Die zum Sozialgericht Karlsruhe erhobene Klage hatte nach medizinischer Beweiserhebung Erfolg. Das Gericht entschied, dass der Kläger entweder am 13. oder am 14. August 2015 einen Arbeitsunfall erlitten habe. Er habe unstreitig an beiden Tagen eine versicherte Tätigkeit als Nacharbeiter verrichtet. Dabei sei er aufgrund der erheblichen Körperkraft beim Durschneiden der Klebenähte der montierten Scheiben mittels des Drahtes einer Einwirkung von außen ausgesetzt gewesen. Außerdem habe er eine teilweise unergonomische Arbeitshaltung einnehmen müssen und habe die konkrete Schneidearbeit eine starke und teilweise einseitige Belastung des Schultergelenks und der Schul­ter­mus­kulatur bewirkt. Schließlich habe der Kläger an beiden Arbeitstagen anstatt der üblicherweise maximal vier zu ersetzenden Fahrzeug­scheiben acht Scheiben je Arbeitsschicht auswechseln müssen. Er sei damit an diesen Tagen nicht nur einer höheren quantitativen, sondern auch einer höheren qualitativen, mithin einer außer­ge­wöhn­lichen Arbeits­be­lastung ausgesetzt gewesen.

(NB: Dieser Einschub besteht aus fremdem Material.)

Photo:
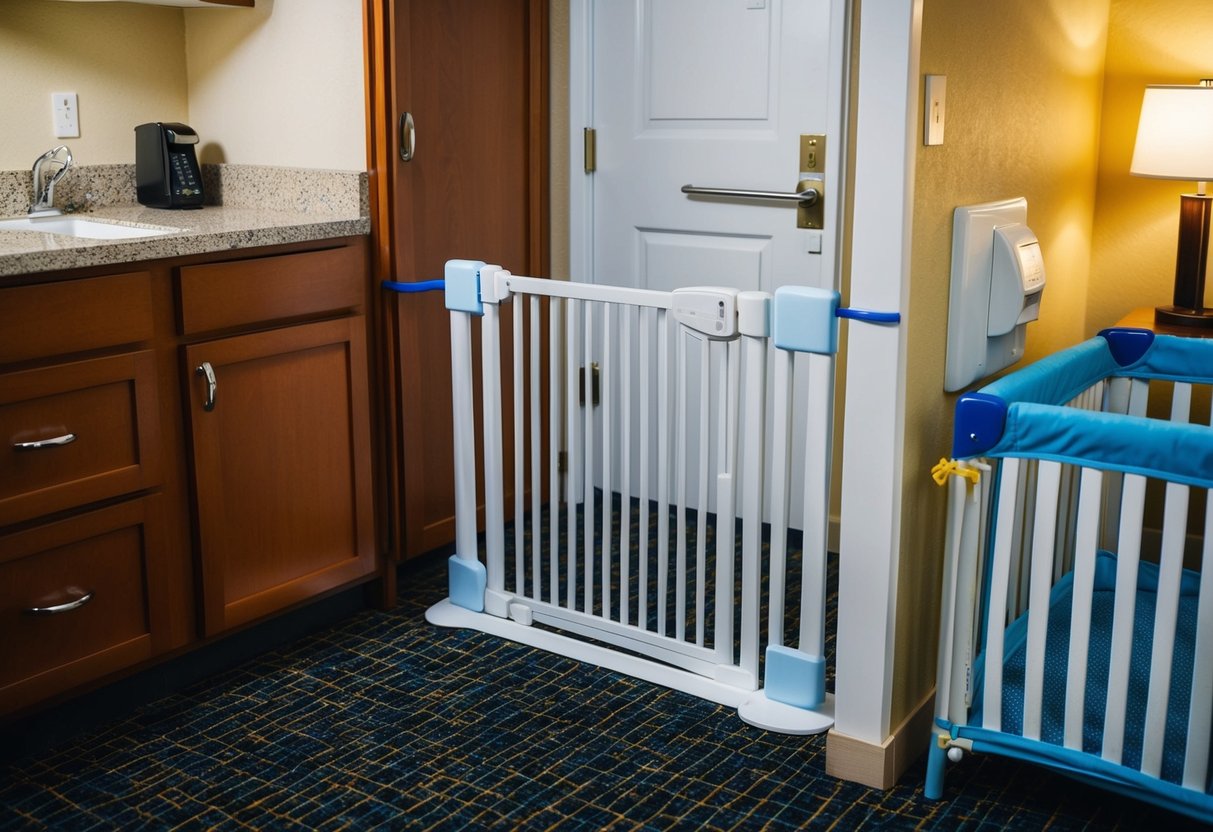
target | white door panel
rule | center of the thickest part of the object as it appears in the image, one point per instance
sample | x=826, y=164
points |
x=712, y=93
x=706, y=92
x=668, y=260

Auch willentlich gesteuerte Handlung kann zur Anerkennung eines Arbeitsunfalls führen

Der Annahme eines Arbeitsunfalls stehe nicht entgegen, dass er bei den Schnei­de­vor­gängen eine willentlich gesteuerte Handlung ausgeführt habe. Zwar sei dem Begriff "Unfall" die Unfrei­wil­ligkeit der Einwirkung immanent. Zu unterscheiden hiervon seien jedoch Fälle eines gewollten Handelns aufgrund einer ungewollten Einwirkung infolge einer Fehlbelastung oder eines sonstigen überraschenden Moments. Dies gelte auch für äußere Einwirkungen, deren Folgen äußerlich nicht sichtbar seien. Hier hätten sich die Zugbelastungen unmittelbar auf die Brustmuskulatur ausgewirkt und nach dem Ergebnis des Sachver­stän­di­gen­gut­achtens zu dem Riss des kleinen Brustmuskels geführt.

Unfallzeitpunkt muss für Anerkennung als Arbeitsunfall nicht kalendermäßig genau bestimmbar sein

Die Anerkennung als Arbeitsunfall scheitere auch nicht daran, dass sich nicht mit Sicherheit feststellen lasse, ob die Verletzung konkret am 13. oder am 14. August 2015 eingetreten sei. Für die Annahme eines Arbeitsunfalls sei regelmäßig zwar erforderlich, dass die zu einer Gesund­heits­s­törung führende Einwirkung innerhalb nur einer Arbeitsschicht aufgetreten sei. Nach der Rechtsprechung des Bundes­so­zi­al­ge­richts müsse die Einwirkung zwar an einem bestimmten, jedoch nicht an einem kalendermäßig genau bestimmbaren Tag eingetreten sein. Dies sei hier der Fall gewesen. Denn aufgrund der erhöhten qualitativen und quantitativen Belastungen an beiden Tagen sei die Zugbelastung auf den Brustmuskel nach den Darlegungen des gerichtlichen Sachver­ständigen bereits bei einer Wiederholung der Arbeitsvorgänge je Arbeitsschicht zu hoch gewesen. Da zudem keine Anhaltspunkte für eine unfal­lu­n­ab­hängige Ursache, etwa infolge schicksalhafter oder anlagebedingter Veränderungen, vorlagen, hat die Kammer die Berufs­ge­nos­sen­schaft verurteilt, einen Vorgang vom 13. oder 14. August 2015 als Arbeitsunfall anzuerkennen.